38. See Evans (1983) 35 n.9.
39. Trist. 3.10.75 aspiceres nudos, sine fronde, sine arbore campos; Met. 8.789 triste solum, sterilis, sine fruge, sine arbore tellus, with Hollis (1970) ad loc. What is immediately striking is the recurrence of those adjectival phrases with sine; but the echo gains in piquancy if the reader of Trist. 3.10.75 happens to recall the first two words of the line being alluded to.
40. Martin Helzle drew my attention to the echo:
omnia perdidimus: tantummodo uita relicta est,
praebeat ut sensum materiamque mali (Pont. 4.16.49-50)
omnia perdidimus: superest, cur uiuere tempus
in breue sustineam, proles gratissima matri (Met. 13.527-8)
The two laments are all the closer in that Hecuba is mistaken in her flicker of optimism in Met. 13.527-8. She learns immediately after these lines that her proles gratissima, Polydorus, is in fact dead: thus Ovid's version of her words in Pont. 4.16.49-50 can be felt to be a response to the full reality of her situation, of which she has not yet been made aware.
41. Kenney (1965) 39-42.
42. The suggestion is reported at Kenney (1965) 40n.2. For the title ‘Heroides’, attested in Priscian, Gramm.Lat. ii.544 Keil, see Palmer (1898) x-xi. The probability is strong that both this and the longer form ‘Epistulae Heroidum’ go back to Ovid.

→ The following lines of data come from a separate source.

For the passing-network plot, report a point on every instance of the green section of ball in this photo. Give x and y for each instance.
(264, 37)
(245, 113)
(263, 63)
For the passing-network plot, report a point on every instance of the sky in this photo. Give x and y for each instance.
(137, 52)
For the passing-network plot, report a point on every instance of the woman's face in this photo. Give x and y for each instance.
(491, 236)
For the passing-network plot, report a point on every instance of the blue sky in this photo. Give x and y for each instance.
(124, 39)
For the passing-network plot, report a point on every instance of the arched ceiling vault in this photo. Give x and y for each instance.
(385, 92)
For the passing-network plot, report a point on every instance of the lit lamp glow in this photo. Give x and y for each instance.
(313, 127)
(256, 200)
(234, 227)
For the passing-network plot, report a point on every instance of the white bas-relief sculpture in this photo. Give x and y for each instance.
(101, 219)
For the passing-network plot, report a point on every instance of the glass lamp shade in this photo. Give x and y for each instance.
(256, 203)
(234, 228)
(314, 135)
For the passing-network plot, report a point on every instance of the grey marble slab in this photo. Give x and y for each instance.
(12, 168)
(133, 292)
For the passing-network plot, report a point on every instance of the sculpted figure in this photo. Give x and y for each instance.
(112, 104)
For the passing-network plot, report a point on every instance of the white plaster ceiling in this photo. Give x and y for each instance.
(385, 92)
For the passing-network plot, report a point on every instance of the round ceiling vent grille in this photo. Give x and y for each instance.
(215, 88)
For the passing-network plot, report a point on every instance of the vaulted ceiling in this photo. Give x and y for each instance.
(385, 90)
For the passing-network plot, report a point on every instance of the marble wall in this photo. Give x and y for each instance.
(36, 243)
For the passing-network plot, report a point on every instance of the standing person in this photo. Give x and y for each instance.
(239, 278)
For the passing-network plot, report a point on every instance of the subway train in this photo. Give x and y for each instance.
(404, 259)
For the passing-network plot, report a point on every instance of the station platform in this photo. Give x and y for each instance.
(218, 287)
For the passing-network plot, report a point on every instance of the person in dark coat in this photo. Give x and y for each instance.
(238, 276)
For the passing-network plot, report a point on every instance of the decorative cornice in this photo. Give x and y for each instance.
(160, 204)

43. The fact that Ovid's Penelope in Heroides 1 is very closely modelled on Homer's (see the brilliant discussion of Kennedy (1984)) lends added point to the conceit here. Incidentally, Jacobson (1974) 409, discussing the arrangement of the Heroides, accounts for Penelope's pride of place in terms of this literary ancestry: as the representative of Homer, the first poet, she is the one chosen by Ovid to begin the collection.
44. Lee (1959) 407, also taking heroidas in 33 as a reference to Ovid's own poetry, attractively interprets its epithet sanctas as an allusion to the fact that the mythological characters of the Heroides boast a grander generic pedigree (epic, tragic) than do the women found in conventional love elegy.